Tin and copper have been mined from the general area of Geevor since the late 18th century. It was originally a small enterprise known as Wheal an Giver, "a piece of ground occupied by goats". The area was worked under the name of East Levant Mine until 1840 and then as North Levant from 1851 to 1891 when it closed. During the 1880s as many as 176 workers were employed at the mine, but in the ten years after North Levant's closure the site saw only intermittent activity by a few miners.

At the turn of the 20th century a group of St Just miners who had emigrated to South Africa were forced to return by the outbreak of the Second Boer War.
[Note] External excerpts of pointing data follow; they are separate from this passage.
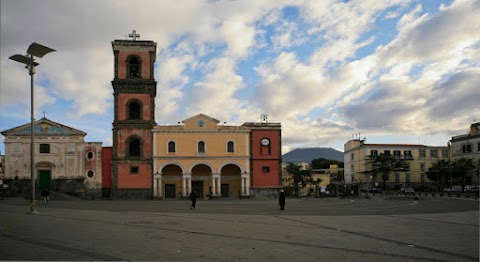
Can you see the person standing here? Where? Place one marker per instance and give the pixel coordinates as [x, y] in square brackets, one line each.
[193, 198]
[46, 195]
[281, 200]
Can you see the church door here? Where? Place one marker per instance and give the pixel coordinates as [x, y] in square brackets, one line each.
[44, 179]
[197, 186]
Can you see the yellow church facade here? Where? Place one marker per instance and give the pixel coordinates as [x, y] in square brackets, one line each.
[201, 155]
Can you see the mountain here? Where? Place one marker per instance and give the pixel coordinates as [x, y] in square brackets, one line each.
[308, 154]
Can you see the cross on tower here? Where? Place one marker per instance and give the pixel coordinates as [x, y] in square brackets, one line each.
[134, 35]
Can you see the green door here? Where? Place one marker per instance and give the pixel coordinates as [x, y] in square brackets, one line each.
[45, 177]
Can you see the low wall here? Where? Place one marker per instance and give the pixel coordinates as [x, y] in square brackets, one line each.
[265, 192]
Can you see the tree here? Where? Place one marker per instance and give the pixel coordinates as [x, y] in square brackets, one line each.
[442, 170]
[321, 163]
[385, 165]
[303, 177]
[461, 167]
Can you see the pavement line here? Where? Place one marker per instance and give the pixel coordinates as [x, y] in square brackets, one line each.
[77, 251]
[383, 239]
[436, 221]
[251, 238]
[16, 219]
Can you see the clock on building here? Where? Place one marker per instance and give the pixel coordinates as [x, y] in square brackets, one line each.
[265, 141]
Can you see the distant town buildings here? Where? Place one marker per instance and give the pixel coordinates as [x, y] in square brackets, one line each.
[418, 157]
[468, 146]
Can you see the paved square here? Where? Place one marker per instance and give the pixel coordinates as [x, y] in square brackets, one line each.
[327, 229]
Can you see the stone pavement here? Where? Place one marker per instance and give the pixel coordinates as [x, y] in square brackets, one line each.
[329, 229]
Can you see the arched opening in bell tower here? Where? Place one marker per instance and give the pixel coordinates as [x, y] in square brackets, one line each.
[134, 109]
[134, 147]
[133, 66]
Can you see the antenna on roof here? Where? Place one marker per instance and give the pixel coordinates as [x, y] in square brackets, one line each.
[264, 118]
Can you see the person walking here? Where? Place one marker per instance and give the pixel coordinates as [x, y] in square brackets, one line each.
[46, 195]
[193, 198]
[281, 200]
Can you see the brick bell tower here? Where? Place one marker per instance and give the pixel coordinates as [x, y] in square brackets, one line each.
[134, 89]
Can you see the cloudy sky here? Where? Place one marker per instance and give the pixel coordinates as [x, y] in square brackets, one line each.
[395, 71]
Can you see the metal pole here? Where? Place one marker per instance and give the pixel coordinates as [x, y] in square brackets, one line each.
[32, 142]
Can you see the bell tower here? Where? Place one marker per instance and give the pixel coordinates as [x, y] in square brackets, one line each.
[134, 91]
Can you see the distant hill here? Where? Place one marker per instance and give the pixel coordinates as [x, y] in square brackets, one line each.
[308, 154]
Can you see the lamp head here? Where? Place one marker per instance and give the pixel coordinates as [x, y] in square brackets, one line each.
[38, 50]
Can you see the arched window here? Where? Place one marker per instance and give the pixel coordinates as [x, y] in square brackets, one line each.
[201, 147]
[133, 67]
[230, 147]
[134, 147]
[134, 110]
[171, 147]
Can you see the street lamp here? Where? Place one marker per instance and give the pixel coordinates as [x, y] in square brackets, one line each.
[37, 50]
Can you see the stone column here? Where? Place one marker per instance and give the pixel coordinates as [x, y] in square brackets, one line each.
[216, 184]
[157, 185]
[186, 183]
[245, 184]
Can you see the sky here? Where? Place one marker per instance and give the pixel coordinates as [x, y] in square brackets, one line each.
[393, 71]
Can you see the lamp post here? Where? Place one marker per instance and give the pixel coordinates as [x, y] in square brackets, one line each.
[37, 50]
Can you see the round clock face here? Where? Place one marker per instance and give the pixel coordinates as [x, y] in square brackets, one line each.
[200, 123]
[265, 142]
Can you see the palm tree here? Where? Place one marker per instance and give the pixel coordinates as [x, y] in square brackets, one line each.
[385, 165]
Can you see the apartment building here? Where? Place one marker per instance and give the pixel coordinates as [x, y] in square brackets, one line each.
[468, 146]
[419, 158]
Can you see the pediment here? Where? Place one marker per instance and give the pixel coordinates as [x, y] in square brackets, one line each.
[200, 121]
[44, 127]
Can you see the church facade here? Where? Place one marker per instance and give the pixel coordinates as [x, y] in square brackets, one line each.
[215, 160]
[146, 160]
[64, 162]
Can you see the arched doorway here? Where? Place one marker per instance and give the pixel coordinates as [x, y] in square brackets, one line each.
[172, 181]
[201, 179]
[231, 181]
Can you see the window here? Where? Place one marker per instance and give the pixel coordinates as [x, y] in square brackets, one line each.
[90, 155]
[171, 147]
[467, 148]
[230, 147]
[444, 153]
[134, 147]
[134, 67]
[134, 109]
[201, 147]
[397, 153]
[407, 154]
[134, 169]
[44, 148]
[422, 153]
[200, 123]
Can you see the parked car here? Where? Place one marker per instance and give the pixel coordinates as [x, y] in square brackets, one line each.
[471, 189]
[406, 190]
[453, 189]
[372, 189]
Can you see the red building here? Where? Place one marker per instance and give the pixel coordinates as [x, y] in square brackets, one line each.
[266, 157]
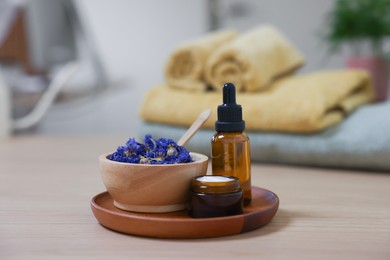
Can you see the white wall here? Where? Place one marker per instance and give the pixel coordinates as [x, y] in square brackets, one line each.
[136, 37]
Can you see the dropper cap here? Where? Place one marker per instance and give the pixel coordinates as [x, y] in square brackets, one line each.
[229, 113]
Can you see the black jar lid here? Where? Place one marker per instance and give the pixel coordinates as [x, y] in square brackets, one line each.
[215, 184]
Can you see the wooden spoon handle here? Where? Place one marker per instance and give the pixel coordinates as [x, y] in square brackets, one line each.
[202, 118]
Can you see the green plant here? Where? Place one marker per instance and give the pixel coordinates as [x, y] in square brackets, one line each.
[355, 21]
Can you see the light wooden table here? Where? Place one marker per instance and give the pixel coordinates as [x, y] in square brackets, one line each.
[46, 184]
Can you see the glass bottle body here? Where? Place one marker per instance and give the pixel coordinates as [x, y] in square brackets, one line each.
[230, 155]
They leased the area and conducted more thorough prospecting, being encouraged enough to set up a company called Levant North (Wheal Geevor) in 1901. This was acquired by the West Australian Gold Field Company Ltd. in 1904 which brought together various mines under the name of Geevor Tin Mines Ltd. in 1911, not long after the price of tin had rapidly risen to £181 a ton in 1906 from a low of £64 in 1896.

The Wethered shaft (named after Oliver Wethered, one of the founders of the mine) was begun in 1909 and initial development occurred around it. By 1919, the works were moving west toward the coastline and the Victory shaft (named to celebrate the end of the First World War) was sunk about 540 metres to the north-west. The mine suspended operations in 1921 and again for 12 months during the tin crisis in 1930 that permanently closed many other Cornish mines. In 1944 working through Wethered shaft was discontinued, but the Victory shaft continued in use.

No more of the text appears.